For a long time SAS and SPSS have pretty much had the data mining market to themselves. True, there are other vendors in the market such as KXEN, InSightful and Angoss but SAS and SPSS have clearly been the big beasts in the market. However, that may be about to change with the introduction of RStat from Information Builders, which was announced earlier this summer and is scheduled to be generally available early in Q4.

RStat is an open source product that forms an optional add-on to the company’s WebFOCUS business intelligence environment. It is named after the fact that it is based on R which, in case you don’t know, is the open source statistical language. It is just a language and hitherto there has not been a user interface for it. Nevertheless, R is widely employed in universities and elsewhere (including both the US and Australian governments) with an estimated one million users worldwide. In other words, if you were going to build a data mining product R would be a good place to start.

But the fact that RStat is built on top of R is only the beginning of the story. The second chapter is that R processes data in memory, which obviously has performance advantages but has historically had scalability issues in the days when most systems were based on 32-bit processors. However, now that more and more of us are running 64-bit systems, this has more or less ceased to be a problem.

Next, RStat can either generate PMML (which is the standard for data mining models) or models can be compiled into C routines. While the former is a standard for exchanging data mining information it is only supported by some databases, so the fact that RStat supports both of these approaches means that it should run on any platform.

In terms of actual approaches, Information Builders have implemented support for the ten most popular data mining methods, including both supervised and unsupervised modelling. In the former category RStat supports decision trees, boosting, randomForests, support vector machines, logistic and linear regression, and neural networks; while in the latter category there is support for K-means and hierarchical clustering, and association rules. There is also support for sampling the data for both training and test data generation.

Finally, and this is the real kicker, RStat provides a single development environment for modellers to build predictive and scoring applications, regardless of whether these are data miners, statisticians, BI developers or business analysts. Moreover, RStat is integrated with Information Builders’ WebFOCUS so that you can leverage other company products such as Visual Discovery for interactive visualisation of your results.

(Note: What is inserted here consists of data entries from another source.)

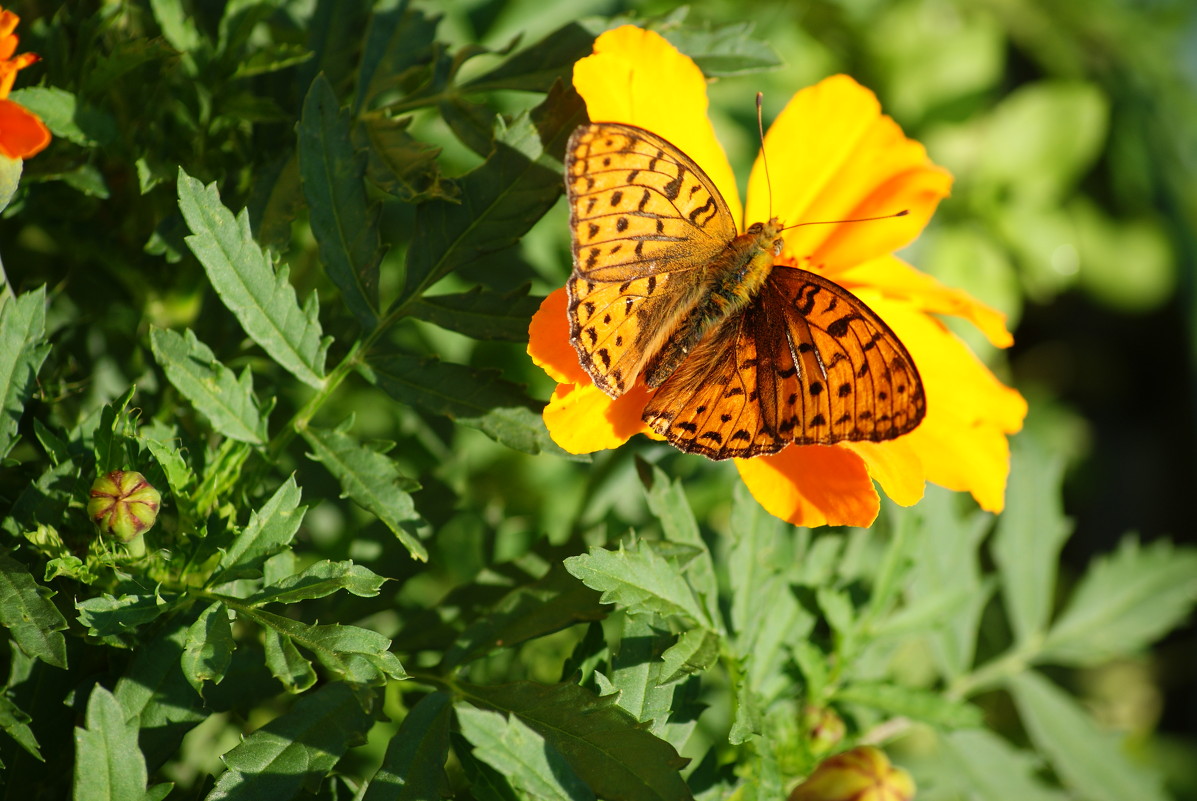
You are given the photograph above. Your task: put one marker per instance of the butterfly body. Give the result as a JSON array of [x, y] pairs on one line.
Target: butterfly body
[[745, 357]]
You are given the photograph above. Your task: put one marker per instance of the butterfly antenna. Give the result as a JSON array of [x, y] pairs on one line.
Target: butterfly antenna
[[760, 129], [858, 219]]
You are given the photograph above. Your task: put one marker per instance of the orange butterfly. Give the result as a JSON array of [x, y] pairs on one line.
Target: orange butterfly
[[745, 358]]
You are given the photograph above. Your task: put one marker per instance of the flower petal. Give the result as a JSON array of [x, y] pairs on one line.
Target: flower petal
[[638, 78], [548, 341], [813, 485], [897, 279], [583, 419], [834, 157], [962, 441], [22, 133], [895, 466]]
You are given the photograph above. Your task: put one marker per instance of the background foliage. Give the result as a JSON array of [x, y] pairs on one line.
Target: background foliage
[[281, 259]]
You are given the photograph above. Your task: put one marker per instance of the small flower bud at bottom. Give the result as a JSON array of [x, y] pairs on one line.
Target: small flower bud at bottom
[[862, 774], [123, 504]]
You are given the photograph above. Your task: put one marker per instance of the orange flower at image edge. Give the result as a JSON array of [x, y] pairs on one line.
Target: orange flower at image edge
[[833, 156], [22, 133]]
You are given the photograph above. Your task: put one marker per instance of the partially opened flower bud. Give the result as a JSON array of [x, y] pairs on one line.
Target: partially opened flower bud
[[123, 504], [862, 774]]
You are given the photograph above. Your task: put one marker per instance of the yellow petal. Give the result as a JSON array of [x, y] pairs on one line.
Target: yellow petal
[[834, 156], [638, 78], [813, 485], [898, 279]]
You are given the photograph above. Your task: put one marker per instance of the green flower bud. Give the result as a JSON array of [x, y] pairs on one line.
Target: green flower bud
[[123, 504], [862, 774]]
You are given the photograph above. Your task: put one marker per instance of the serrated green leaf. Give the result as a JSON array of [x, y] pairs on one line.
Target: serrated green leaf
[[990, 769], [498, 202], [358, 655], [286, 663], [29, 614], [451, 389], [109, 765], [371, 480], [694, 651], [520, 753], [603, 744], [342, 220], [911, 702], [213, 389], [295, 751], [208, 647], [22, 352], [1124, 602], [639, 580], [261, 298], [1026, 545], [271, 528], [320, 580], [413, 768], [16, 724], [1089, 762], [479, 313]]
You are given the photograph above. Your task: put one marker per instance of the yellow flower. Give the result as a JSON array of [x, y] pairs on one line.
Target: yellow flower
[[22, 133], [833, 156]]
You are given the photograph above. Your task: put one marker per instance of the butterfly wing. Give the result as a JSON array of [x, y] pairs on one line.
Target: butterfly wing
[[807, 363], [646, 223]]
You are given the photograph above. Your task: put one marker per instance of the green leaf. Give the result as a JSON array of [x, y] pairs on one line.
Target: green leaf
[[261, 299], [990, 769], [286, 663], [109, 765], [1091, 763], [370, 479], [342, 220], [1124, 602], [911, 702], [694, 651], [358, 655], [639, 580], [451, 389], [520, 753], [295, 751], [208, 647], [480, 314], [212, 388], [724, 50], [1027, 541], [499, 202], [271, 528], [29, 614], [413, 768], [605, 745], [16, 724], [320, 580], [22, 352]]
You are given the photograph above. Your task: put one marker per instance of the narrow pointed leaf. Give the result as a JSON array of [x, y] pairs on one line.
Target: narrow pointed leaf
[[261, 298]]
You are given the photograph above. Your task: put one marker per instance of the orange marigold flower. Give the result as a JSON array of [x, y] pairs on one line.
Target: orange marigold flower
[[833, 156], [22, 133]]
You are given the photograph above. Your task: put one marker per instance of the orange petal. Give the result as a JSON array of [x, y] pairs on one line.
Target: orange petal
[[834, 156], [548, 341], [638, 78], [583, 419], [897, 279], [962, 441], [895, 466], [22, 134], [813, 485]]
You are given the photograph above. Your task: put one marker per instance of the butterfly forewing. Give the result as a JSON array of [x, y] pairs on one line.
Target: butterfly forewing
[[643, 217]]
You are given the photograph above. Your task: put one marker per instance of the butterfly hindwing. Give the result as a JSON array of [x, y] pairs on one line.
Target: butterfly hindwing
[[643, 217]]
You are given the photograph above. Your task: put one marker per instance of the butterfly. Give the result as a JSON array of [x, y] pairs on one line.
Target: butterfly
[[745, 357]]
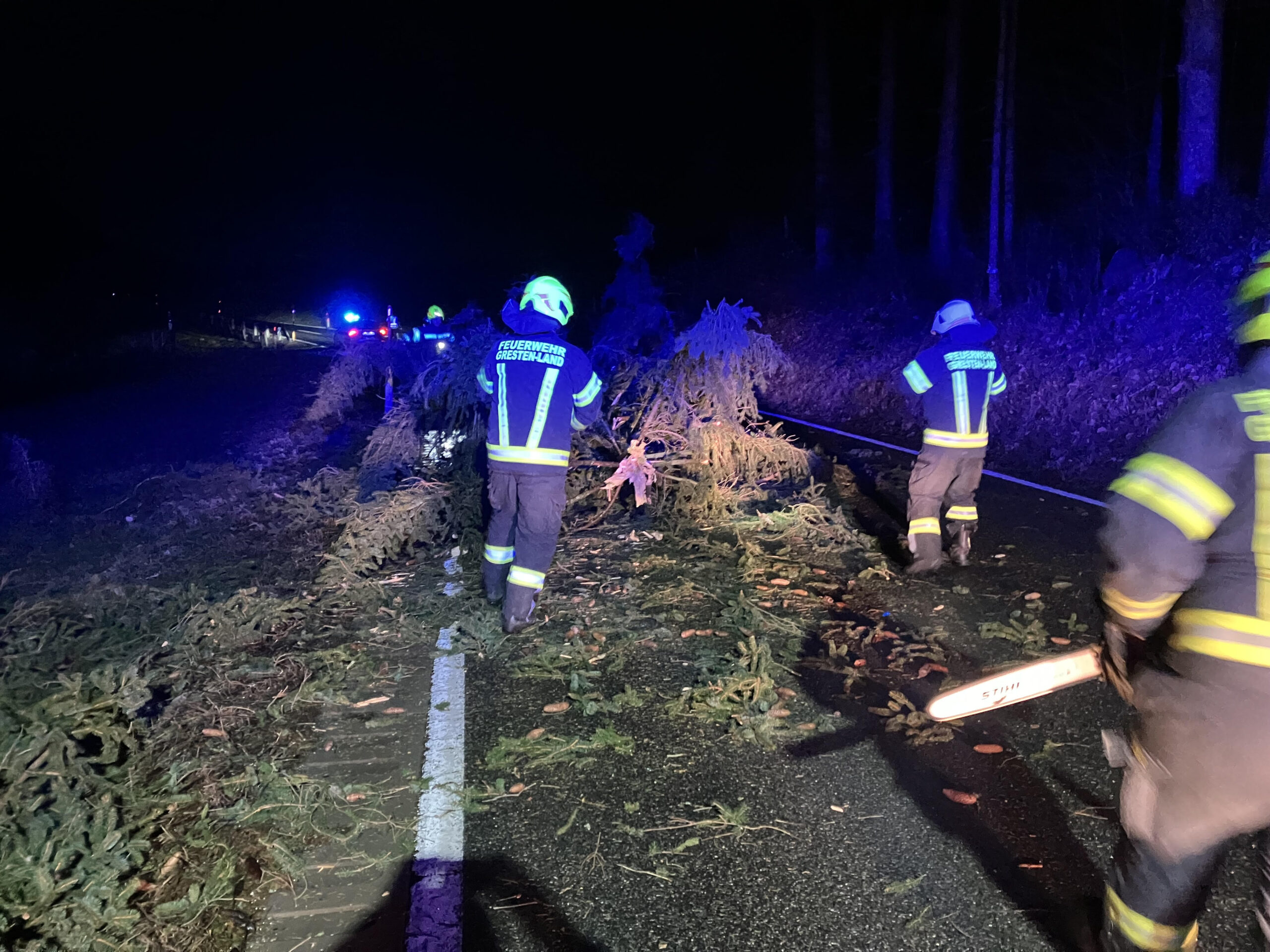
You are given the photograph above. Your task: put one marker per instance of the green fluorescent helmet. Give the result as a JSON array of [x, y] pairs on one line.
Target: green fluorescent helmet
[[1251, 296], [549, 298]]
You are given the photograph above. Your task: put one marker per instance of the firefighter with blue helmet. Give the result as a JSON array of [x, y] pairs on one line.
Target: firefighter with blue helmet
[[956, 379], [1187, 587], [543, 390]]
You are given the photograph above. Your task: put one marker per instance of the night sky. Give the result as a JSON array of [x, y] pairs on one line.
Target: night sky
[[206, 153]]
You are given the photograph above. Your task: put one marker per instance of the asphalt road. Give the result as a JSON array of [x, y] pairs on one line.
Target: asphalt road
[[897, 865]]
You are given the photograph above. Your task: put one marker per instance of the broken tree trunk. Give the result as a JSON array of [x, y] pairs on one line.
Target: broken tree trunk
[[1199, 85]]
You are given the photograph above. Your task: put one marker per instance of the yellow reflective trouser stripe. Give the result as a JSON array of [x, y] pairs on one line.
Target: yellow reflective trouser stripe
[[1146, 933], [1262, 532], [527, 455], [1176, 492], [500, 555], [1193, 524], [1223, 649], [916, 377], [1185, 479], [1212, 619], [955, 441], [526, 578], [1201, 630], [1132, 608]]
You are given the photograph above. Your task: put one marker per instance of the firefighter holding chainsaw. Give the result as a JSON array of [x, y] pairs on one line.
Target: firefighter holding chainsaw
[[543, 390], [1188, 549], [955, 379]]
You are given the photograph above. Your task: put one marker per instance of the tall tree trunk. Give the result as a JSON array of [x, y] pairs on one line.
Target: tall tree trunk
[[1156, 149], [1264, 182], [1156, 143], [1008, 211], [945, 157], [824, 145], [999, 107], [885, 228], [1199, 85]]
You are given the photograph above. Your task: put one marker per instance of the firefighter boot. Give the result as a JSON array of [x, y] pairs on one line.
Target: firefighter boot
[[960, 549], [518, 608], [928, 554], [1113, 941], [496, 581]]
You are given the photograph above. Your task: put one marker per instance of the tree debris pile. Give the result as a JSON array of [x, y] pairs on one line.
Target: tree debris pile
[[149, 737], [693, 419]]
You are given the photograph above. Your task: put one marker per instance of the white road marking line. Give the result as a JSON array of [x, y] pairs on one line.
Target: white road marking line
[[441, 815]]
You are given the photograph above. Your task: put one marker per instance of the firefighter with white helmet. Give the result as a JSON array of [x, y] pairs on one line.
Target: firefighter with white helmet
[[956, 377], [543, 390]]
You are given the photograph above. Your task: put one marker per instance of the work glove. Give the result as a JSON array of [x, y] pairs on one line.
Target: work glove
[[1122, 652]]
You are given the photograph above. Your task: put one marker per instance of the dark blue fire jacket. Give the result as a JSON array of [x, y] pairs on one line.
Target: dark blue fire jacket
[[956, 379], [544, 389]]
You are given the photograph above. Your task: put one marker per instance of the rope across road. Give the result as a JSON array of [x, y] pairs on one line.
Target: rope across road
[[913, 452]]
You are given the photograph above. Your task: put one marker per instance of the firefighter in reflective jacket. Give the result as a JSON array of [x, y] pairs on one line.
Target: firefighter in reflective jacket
[[543, 389], [956, 377], [1188, 540]]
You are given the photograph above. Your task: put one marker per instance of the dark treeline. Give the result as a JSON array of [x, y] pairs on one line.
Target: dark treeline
[[189, 160]]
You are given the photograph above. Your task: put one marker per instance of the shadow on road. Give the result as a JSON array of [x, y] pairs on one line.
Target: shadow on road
[[488, 885], [1016, 829]]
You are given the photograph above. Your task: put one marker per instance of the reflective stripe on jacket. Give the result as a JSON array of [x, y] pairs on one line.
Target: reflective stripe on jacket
[[1189, 525], [543, 389], [955, 380]]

So the question is how much impact RStat will have on the market. Well, it should be a no-brainer for existing Information Builders customers who don’t already have a data mining tool but want one. And it should be pretty compelling for customers who uses SAS or SPSS products, because they can migrate their existing models (using PMML) while substantially reducing their costs of ownership. And then there are green field opportunities where Information Builders will be able to offer a much broader BI/data mining environment than SPSS and which is comparable to SAS but less expensive. All in all it looks as if Information Builders may be on to a winner.